Enfin, question scénario, « Le Passé », de l’iranien Asghar Farhadi me semblait être un bon candidat : nulle part ailleurs qu’ici n’ont été mieux mises en scènes, écrites, regardées, les histoires familiales, ces liens dont on doit se défaire, ces pardons à donner, ces silences lourds de reproches. Ahmad (joué par un Ali Mosaffa encore meilleur que la pourtant récompensée Bérénice Béjo), arrivé d’Iran, doit démêler une crise familiale basée sur le suicide, mystérieux, d’une femme encombrante, et de ce mélange d’enquête et de psychanalyse sauvage, d’interrogatoires sentimentaux et d’aveux criminels, est particulièrement émouvant.
Le prix de la fausse révélation cinéma va à Guillaume Gallienne, dont le film « Les Enfants et Guillaume, à table », assez drôle quoique pas toujours très fin, n’est qu’un enregistrement, vaguement mis en scène, de sa pièce du même nom ; le prix de la plus grande déception à « Only God Forgives » de Nicols Winding Refn, film joliment éclairé mais à l’intrigue grotesque.
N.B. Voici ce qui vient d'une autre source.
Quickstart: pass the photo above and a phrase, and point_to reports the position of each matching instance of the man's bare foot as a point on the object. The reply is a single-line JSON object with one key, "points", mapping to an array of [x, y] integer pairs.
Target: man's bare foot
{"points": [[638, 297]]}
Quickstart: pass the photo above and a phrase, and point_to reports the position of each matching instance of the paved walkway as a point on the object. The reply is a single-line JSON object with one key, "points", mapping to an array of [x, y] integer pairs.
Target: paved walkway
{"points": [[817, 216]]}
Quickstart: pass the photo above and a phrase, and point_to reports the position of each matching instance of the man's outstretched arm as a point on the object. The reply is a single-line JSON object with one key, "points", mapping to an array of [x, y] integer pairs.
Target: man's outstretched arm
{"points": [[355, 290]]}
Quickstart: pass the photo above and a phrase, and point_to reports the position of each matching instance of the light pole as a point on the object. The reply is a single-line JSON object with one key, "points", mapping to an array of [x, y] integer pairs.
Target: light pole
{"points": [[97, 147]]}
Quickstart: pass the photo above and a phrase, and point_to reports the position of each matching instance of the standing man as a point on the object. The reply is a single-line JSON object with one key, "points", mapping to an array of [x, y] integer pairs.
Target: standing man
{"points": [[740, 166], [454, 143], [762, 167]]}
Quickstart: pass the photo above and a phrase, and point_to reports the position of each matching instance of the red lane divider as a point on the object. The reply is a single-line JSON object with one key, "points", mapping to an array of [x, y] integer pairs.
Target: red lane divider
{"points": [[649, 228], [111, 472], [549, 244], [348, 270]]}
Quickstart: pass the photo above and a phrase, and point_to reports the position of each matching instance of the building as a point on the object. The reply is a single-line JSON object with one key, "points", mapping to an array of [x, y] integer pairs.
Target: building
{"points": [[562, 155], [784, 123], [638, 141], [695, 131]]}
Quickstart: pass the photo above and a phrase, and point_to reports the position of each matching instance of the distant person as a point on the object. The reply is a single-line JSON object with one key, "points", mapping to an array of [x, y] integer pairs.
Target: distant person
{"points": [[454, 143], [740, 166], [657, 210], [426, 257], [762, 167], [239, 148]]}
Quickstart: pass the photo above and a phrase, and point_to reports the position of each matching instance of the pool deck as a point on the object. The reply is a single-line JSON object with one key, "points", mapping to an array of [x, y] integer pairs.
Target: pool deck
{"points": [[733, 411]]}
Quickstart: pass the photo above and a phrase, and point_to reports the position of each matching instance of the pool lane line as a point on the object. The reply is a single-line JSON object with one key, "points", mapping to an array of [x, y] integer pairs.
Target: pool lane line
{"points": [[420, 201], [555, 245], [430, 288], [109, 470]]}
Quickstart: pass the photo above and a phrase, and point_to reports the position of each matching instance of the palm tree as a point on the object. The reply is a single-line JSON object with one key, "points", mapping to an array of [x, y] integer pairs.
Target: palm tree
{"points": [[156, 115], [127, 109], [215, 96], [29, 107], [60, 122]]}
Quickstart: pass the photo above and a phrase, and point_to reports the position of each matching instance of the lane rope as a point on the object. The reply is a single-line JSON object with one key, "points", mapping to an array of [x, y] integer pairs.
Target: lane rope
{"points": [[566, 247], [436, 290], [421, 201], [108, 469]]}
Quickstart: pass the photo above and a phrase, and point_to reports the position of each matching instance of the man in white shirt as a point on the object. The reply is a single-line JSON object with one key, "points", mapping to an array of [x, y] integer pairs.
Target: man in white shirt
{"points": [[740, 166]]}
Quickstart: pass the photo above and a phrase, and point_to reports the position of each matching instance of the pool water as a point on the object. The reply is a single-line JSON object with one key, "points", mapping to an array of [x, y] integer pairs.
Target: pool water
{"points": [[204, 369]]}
Pour terminer, je dois décerner le prix du plus mauvais film de la quinzaine à Claire Denis et ses « Salauds » (en compétition pour « Un certain regard »). Bon. Afin de ne pas être démesurément méchant, je me contenterai de raconter l’histoire, et vous vous ferez votre avis. Allons-y : un homme, entrepreneur de la chaussure ruiné, doit mettre en liquidation son usine, et se suicide (attention : drame social). La ruine a été causée par un sinistre homme d’affaires, Edouard Laporte, et aussitôt, Marco, le beau-frère du disparu, joué par Vincent Lindon, décide de se venger. Il va séduire Raphaëlle (Chiara Mastroianni), la femme de Laporte, une bourgeoise désœuvrée, qui occupe ses journées dans un 300 mètres carrés, emmenant de temps en temps son fils à l’Ecole Active Bilingue (car les riches s’ennuient et vivent entre eux). Mais Marco découvre que la fille du mort, sa nièce, se prostitue (attention : drame social, bis). Pire, parmi ses clients, figurent, mais oui mais oui, le méchant patron, Laporte (car les riches, cupides, sont un peu pervers sur les bords). Et le méchant Laporte pousse même le vice jusqu’à battre sa femme, et vouloir enlever leur enfant. Heureusement, Marco, lui-même père divorcé s’entendant mal avec ses filles (drame social : ter), va s’interposer, pour tenter, faisons d’une pierre deux coups, de sauver Raphaëlle et moraliser le capitalisme financier. Y arrivera-t-il ? Suspense. Ce film est produit par Vincent Maraval, l’homme de la fameuse tribune du « Monde » : « Les acteurs français sont trop payés ». Je ne sais pas si le cinéma français va mal à cause de comédiens trop onéreux, mais à mon avis, le fait d’avoir des producteurs incompétents n’arrange pas les choses.
J’ai toujours détesté les festivals et les festivaliers ; Cannes réussit néanmoins l’exploit de distiller quelques instants de grâce qui, au final, rendent heureux d’y avoir été. Disons que l’année 2013, en cela, ne fut pas une mauvaise année.